Reveal some data during your programs

First and foremost, it is important to emphasize that revealing data in plaintext is a risky operation. You must be fully aware of the potential data leakage risks associated with this action. If you still need to reveal some data from the SPU, you can use the sml_reveal function defined in sml/utils/utils.py, which allows you to reveal one or more arrays as plaintext.

How to use the revealed values

Note that the data revealed in your program will still be in the form of arrays, and you must ensure that your program remains fully jitable. Therefore, you cannot use standard Python control flow statements (such as if-else or while loops); instead, you should use JAX's control flow constructs.

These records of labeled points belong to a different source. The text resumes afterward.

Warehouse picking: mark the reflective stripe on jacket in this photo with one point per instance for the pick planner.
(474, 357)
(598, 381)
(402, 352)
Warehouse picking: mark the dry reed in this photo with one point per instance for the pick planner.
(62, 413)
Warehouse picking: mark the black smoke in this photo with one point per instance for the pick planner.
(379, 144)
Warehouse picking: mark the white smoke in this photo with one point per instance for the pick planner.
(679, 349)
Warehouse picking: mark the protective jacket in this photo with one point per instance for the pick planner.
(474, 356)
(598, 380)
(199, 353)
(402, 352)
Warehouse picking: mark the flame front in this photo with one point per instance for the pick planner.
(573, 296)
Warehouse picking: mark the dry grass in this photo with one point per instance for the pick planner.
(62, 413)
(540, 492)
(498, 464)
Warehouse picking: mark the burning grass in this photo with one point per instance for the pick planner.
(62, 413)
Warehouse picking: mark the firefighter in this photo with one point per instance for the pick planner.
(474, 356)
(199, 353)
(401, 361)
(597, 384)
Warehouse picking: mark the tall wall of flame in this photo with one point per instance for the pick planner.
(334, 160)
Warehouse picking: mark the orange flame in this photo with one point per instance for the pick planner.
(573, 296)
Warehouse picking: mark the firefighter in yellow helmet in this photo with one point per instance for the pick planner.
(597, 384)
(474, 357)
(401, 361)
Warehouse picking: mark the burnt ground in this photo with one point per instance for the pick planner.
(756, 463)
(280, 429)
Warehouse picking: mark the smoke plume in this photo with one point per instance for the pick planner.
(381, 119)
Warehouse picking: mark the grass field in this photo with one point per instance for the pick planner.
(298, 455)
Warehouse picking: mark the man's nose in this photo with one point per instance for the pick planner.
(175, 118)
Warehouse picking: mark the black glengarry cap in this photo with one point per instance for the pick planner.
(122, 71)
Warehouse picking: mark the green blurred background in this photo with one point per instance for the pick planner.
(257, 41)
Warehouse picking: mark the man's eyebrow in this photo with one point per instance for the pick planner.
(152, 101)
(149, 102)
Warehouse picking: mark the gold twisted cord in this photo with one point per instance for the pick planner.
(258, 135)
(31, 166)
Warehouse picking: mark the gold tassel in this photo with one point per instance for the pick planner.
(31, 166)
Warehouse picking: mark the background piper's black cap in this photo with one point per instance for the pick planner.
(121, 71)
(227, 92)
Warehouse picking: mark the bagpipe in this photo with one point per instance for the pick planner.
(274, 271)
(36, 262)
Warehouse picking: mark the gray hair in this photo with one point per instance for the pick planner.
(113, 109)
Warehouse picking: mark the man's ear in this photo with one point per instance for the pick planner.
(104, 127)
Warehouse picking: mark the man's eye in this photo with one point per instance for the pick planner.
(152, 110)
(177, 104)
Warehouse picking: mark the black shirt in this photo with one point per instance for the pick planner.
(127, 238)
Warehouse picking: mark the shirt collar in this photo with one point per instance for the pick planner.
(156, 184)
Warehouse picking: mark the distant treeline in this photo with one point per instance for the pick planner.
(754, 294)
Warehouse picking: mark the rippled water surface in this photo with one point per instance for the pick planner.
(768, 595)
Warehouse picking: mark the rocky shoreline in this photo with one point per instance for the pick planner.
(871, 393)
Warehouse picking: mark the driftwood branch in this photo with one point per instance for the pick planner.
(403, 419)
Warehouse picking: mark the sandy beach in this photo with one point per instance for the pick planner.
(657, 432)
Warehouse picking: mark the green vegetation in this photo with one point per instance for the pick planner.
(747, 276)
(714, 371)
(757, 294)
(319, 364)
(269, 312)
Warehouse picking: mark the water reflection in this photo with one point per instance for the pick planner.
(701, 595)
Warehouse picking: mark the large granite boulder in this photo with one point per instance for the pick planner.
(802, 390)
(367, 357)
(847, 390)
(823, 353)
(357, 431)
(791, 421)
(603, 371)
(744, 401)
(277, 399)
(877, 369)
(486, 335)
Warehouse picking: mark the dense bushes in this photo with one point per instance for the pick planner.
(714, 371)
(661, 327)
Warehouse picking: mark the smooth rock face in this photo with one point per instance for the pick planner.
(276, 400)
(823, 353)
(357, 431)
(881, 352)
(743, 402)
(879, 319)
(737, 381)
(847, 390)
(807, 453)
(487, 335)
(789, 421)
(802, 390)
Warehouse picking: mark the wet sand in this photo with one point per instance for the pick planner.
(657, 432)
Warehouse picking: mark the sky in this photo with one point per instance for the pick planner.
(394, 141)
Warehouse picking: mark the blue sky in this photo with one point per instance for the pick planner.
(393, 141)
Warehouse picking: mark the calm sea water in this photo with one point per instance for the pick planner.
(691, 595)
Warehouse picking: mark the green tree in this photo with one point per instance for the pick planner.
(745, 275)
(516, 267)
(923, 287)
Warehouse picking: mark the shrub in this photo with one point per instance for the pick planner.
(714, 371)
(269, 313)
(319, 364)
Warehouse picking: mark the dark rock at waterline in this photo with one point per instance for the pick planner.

CASE 1: Conditional judgment on revealed data

def reveal_func_single(x):
   # We assume the input `x` is an 1-d array
    y = jnp.log(x)
    # reveal single value
    xx = sml_reveal(x)

    # x is 1-d array, so we fetch the first element
    pred = xx[0] > 0

    def true_branch(xx):
        return jnp.log(xx), True

    def false_branch(xx):
        return jnp.log(-xx), False

    # use jax.lax.cond to replace if-else
    yy, preds = jax.lax.cond(pred, true_branch, false_branch, xx)

    return y, yy, preds

CASE 2: Use revealed data to determine while loop exit

def reveal_while_loop(x):
    y = sml_reveal(jnp.max(x))

    def cond_fun(carry):
        _, y = carry
        # jnp.max return 0-dim array, so we can fetch y directly
        return y > 3

    def body_fun(carry):
        x, _ = carry
        new_x = x - 1
        new_y = sml_reveal(jnp.max(new_x))
        return new_x, new_y

    x, _ = jax.lax.while_loop(cond_fun, body_fun, (x, y))

    return x

For concrete usage of the two examples above, please refer to tests/utils/reveal_test.py.

Finally, in sml/linear_model/logistic.py, we have also implemented a simple early stopping mechanism based on parameter changes (as a practical application of while_loop). This allows for more efficient logistic model training by revealing only a few bits, which can be considered to have very limited information leakage.